The contentious rule had been fought for years by farmers, ranchers, real estate developers and others, who complained it invited heavy-handed bureaucrats to burden their businesses with onerous restrictions and fines for minor violations.

Obama’s EPA argued that such claims were exaggerated and misrepresented the realities of the enforcement process of a rule that promised to create substantially cleaner waterways, and with them healthier habitats for threatened species of wildlife.

The directive to undo the clean water initiative is expected to be closely followed by another aimed at unraveling the Obama administration’s ambitious plan to fight climate change by curbing power plant emissions.

“It is such a horrible, horrible rule,” Trump said as he signed the directive Tuesday aimed at the water rules. “It has such a nice name, but everything about it is bad.” He declared the rule, championed by environmental groups to give the EPA broad authority over nearly two-thirds of the waterways in the nation, “one of the worst examples of federal regulation” and “a massive power grab.”

While the executive orders are a clear sign of the new administration’s distaste for some of the highest profile federal environmental rules, they also reflect the challenge it faces in erasing them. Both the climate and the clean water rules were enacted only after a long and tedious process of public hearings, scientific analysis and bureaucratic review.
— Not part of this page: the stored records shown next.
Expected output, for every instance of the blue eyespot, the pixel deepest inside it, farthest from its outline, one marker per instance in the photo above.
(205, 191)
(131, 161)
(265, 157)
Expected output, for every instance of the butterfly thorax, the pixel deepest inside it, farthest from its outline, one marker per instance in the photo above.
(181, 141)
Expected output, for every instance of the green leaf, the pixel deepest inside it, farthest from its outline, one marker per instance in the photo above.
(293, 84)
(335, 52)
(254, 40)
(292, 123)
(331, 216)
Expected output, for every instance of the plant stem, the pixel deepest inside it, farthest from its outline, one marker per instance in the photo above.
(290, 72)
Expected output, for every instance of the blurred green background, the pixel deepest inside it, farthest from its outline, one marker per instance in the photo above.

That entire process must be revisited before they can be weakened. It could take years.

And environmental groups will be mobilized to fight every step of the way. “These wetland protections help ensure that over 100 million Americans have access to clean and safe drinking water,” California billionaire climate activist Tom Steyer said in a statement. “Access to safe drinking water is a human right, and Trump’s order is a direct violation of this right.”

The executive orders are compounded by the administration’s release of a budget blueprint that includes deep cuts at the EPA. Even if the process of changing the environmental rules is slow, the Trump administration will aim to hasten their demise by hollowing out the agencies charged with enforcing them.
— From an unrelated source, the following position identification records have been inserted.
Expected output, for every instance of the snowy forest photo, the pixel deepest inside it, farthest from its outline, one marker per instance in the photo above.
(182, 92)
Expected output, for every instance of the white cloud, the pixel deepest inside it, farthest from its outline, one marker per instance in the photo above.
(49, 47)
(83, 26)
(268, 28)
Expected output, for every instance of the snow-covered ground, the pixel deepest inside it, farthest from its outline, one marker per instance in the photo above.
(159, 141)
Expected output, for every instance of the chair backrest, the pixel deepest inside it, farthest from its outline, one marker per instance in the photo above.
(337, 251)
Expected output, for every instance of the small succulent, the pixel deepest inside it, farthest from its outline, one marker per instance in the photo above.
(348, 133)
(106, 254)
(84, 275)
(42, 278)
At the same time, it is working with Congress to immediately kill some environmental protections under an obscure authority that applies to regulations enacted within the final months of the previous administration. A rule intended to limit water pollution from coal mining has already been killed by Congress, which is now weighing whether to jettison rules that force gas drilling operations on federal land to capture more of the toxic methane they emit.

Trump vowed Tuesday that he would continue to undermine the Obama-era environmental protections wherever he sees the opportunity, arguing they have cost jobs. “So many jobs we have delayed for so many years,” Trump said. “It is unfair to everybody.”
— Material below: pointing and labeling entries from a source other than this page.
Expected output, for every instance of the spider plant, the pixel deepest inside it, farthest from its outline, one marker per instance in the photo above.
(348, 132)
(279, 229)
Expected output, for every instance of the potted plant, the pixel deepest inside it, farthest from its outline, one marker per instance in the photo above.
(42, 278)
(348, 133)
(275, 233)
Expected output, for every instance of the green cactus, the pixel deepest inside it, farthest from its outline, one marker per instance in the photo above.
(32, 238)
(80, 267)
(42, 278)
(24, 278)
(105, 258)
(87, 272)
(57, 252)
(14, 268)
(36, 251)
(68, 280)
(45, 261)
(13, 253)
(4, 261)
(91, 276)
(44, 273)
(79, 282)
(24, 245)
Many industries take issue with that interpretation. Tuesday’s order, for example, was met with a swift rebuke from sport fishing and hunting groups. They said the clean water rule has been a boon to the economy, sustaining hundreds of thousands of jobs in their industry.

“Sports men and women will do everything within their power to compel the administration to change course and to use the Clean Water Act to improve, not worsen, the nation’s waterways,” a statement from a half-dozen of the organizations said.